W czasie majówki policjantów można spotkać nie tylko na drogach. Na szlaku wielkich jezior mazurskich o bezpieczeństwo dbają wodne patrole. Funkcjonariusze, dbając o bezpieczeństwo sprawdzają stan trzeźwości osób pływających różnego rodzaju urządzeniami. Efekty już są.

Na Kanale Jeglińskim niedaleko Pisza zatrzymano pijanego sternika. Policyjni funkcjonariusze płynąc wspomnianym kanałem zauważyli białą motorówkę, która na ich widok zaczęła nagle dobijać do brzegu. To pierwszy sternik płynący na "podwójnym gazie" zatrzymany przez funkcjonariuszy w tym roku na wodach powiatu piskiego.
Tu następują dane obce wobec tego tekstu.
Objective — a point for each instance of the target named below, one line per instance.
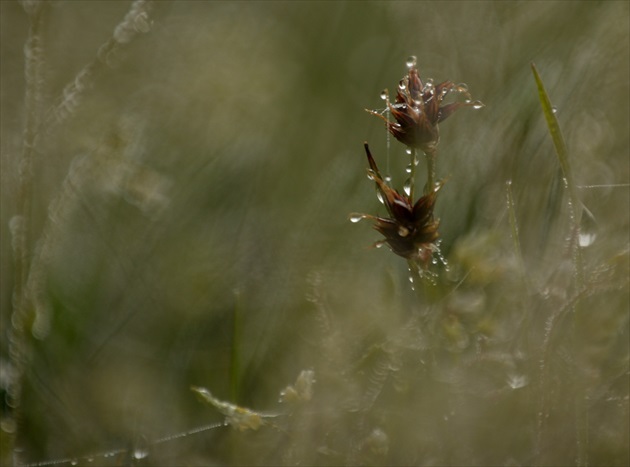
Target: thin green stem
(411, 182)
(430, 157)
(563, 158)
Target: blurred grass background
(191, 211)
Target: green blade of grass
(581, 414)
(563, 159)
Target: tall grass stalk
(575, 210)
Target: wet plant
(412, 231)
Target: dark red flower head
(411, 230)
(419, 107)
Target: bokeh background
(190, 227)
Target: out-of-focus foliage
(189, 228)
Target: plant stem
(430, 186)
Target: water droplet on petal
(140, 453)
(586, 238)
(379, 196)
(407, 186)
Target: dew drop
(586, 238)
(517, 381)
(140, 453)
(379, 196)
(407, 186)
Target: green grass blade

Funkcjonariusze podpłynęli do łodzi, na której - jak się okazało - było trzech mieszkańców Warszawy - wszyscy pijani. 49-letni sternik miał prawie dwa promile alkoholu. Policjanci przypominają, że sternicy, którzy mają powyżej pół promila odpowiadają za przestępstwo tak samo jak nietrzeźwi kierowcy. Jeśli natomiast sternik podczas kontroli jest pod działaniem alkoholu, czyli ma od 0,2 do 0,5 promila alkoholu w organizmie, to odpowiada za popełnienie wykroczenie. Grozi mu wówczas kara grzywny.

Zgodnie z obowiązującymi przepisami zabrania się także pływania żaglówką lub rowerem wodnym na "podwójnym gazie" . Kara grzywny za wykroczenie może wynosić nawet 5 tysięcy złotych.